De stelling van een advocaat dat een handeling zinloos want kansloos was faalt. Zo faalt de overweging dat het geen zin had om een reorganisatieplan neer te leggen wanneer er geen uitzicht was op enerzijds het behalen van de vereiste meerderheden en anderzijds de "individuele afspraken" met de twee banken. Immers door niet tijdig een plan te hebben neergelegd, kon de stemming niet eens tot een homologatie leiden. Zelfs zonder welk danig uitzicht ook op een meerderheid, doch met een tijdige neerlegging, bestond er een kans dat de gewone én buitengewone schuldeisers zich wél zouden vinden in het plan. Deze kans gaat precies verloren bij inertie van de advocaat.

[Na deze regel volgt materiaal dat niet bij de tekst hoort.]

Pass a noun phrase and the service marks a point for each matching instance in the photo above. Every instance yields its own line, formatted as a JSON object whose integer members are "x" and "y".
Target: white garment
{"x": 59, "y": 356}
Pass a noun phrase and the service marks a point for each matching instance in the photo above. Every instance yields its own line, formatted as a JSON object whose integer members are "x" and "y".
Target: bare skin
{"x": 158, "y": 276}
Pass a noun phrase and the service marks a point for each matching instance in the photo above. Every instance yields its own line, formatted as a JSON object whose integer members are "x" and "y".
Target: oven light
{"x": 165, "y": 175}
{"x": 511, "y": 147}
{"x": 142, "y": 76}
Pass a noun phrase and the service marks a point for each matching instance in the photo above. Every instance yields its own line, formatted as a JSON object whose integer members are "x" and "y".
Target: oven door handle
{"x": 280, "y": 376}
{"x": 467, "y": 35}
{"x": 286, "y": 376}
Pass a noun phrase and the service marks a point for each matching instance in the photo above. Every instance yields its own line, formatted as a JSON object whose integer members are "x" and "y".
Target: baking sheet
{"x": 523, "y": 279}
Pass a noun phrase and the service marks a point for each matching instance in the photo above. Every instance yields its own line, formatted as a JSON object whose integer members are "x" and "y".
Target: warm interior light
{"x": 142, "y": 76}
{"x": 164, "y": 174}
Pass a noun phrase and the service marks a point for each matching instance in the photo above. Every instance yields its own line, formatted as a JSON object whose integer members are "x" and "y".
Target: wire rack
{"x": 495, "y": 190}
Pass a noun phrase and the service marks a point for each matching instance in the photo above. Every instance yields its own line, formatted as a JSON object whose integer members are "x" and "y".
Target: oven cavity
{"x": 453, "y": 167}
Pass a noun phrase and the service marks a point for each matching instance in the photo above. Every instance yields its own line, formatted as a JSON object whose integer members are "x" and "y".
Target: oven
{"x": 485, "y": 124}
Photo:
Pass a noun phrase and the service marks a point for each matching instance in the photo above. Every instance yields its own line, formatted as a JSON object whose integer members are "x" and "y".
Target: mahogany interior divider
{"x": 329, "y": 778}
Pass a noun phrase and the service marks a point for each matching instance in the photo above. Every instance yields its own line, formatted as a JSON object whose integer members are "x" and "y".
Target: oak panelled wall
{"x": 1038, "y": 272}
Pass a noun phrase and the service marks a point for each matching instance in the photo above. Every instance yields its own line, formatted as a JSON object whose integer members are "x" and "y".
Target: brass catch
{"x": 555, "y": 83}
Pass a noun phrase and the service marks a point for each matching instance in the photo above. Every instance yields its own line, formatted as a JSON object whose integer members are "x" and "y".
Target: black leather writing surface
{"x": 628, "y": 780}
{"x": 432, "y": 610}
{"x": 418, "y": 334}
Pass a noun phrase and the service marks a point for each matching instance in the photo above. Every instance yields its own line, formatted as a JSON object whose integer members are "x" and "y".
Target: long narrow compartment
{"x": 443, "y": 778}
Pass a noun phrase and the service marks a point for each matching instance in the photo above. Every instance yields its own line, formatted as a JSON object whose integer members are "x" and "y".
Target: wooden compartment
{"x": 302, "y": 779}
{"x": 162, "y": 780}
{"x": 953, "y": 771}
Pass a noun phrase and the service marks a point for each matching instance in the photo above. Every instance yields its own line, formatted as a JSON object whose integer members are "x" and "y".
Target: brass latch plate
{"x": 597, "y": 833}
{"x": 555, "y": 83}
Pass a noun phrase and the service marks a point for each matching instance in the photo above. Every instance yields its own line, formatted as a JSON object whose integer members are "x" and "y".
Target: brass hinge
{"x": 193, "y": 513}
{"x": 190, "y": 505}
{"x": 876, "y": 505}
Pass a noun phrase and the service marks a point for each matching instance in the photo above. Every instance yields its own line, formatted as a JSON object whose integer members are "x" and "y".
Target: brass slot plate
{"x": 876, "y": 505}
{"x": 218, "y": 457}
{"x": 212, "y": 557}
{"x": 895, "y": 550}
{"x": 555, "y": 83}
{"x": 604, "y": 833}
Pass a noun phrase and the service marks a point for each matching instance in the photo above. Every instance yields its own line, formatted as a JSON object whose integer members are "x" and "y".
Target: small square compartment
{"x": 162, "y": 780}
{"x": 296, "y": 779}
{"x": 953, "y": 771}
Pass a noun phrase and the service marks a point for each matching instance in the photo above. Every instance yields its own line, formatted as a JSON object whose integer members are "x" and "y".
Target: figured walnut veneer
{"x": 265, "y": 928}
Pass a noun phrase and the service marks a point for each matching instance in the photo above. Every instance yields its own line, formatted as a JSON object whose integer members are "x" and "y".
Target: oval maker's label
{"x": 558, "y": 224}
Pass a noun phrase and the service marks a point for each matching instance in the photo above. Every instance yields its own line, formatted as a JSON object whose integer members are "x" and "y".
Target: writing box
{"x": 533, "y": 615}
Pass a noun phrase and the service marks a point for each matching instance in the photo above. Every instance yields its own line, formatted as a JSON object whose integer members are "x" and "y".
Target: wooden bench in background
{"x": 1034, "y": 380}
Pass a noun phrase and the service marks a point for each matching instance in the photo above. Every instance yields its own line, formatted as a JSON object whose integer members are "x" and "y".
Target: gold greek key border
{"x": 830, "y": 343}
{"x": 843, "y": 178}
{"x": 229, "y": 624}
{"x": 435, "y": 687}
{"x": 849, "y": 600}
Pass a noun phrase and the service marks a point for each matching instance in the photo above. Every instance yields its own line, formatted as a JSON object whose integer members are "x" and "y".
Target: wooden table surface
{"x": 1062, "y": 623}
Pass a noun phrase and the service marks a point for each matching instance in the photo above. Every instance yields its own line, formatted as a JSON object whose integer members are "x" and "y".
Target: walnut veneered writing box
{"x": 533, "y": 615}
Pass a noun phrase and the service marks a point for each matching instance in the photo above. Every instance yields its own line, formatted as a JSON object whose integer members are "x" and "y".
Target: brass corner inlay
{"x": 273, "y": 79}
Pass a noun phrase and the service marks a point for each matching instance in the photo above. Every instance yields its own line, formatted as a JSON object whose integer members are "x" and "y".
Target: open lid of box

Het is principieel de cliënt -ondernemer die zelf als ondernemer verantwoordelijk is en blijft voor het realiseren van akkoorden met de gewone en buitengewone schuldeisers.
De ondernemer in WCO blijft zijn eigen onderneming voeren, waarvoor hij contacten heeft met zijn schuldeisersmedecontractanten en waarbij hij contracten met hen mag blijven afsluiten.
Pas wanneer er zicht komt op een akkoord dat een juridische verwoording behoefde, kan worden aangenomen dat de advocaat opnieuw in beeld komt.
Het feit dat de advocaat aansprakelijk wordt gesteld voor de schade ontneemt hem niet zijn recht op betaling van zijn prestaties, waarbij de onderlinge vorderingen kunnen gecompenseerd.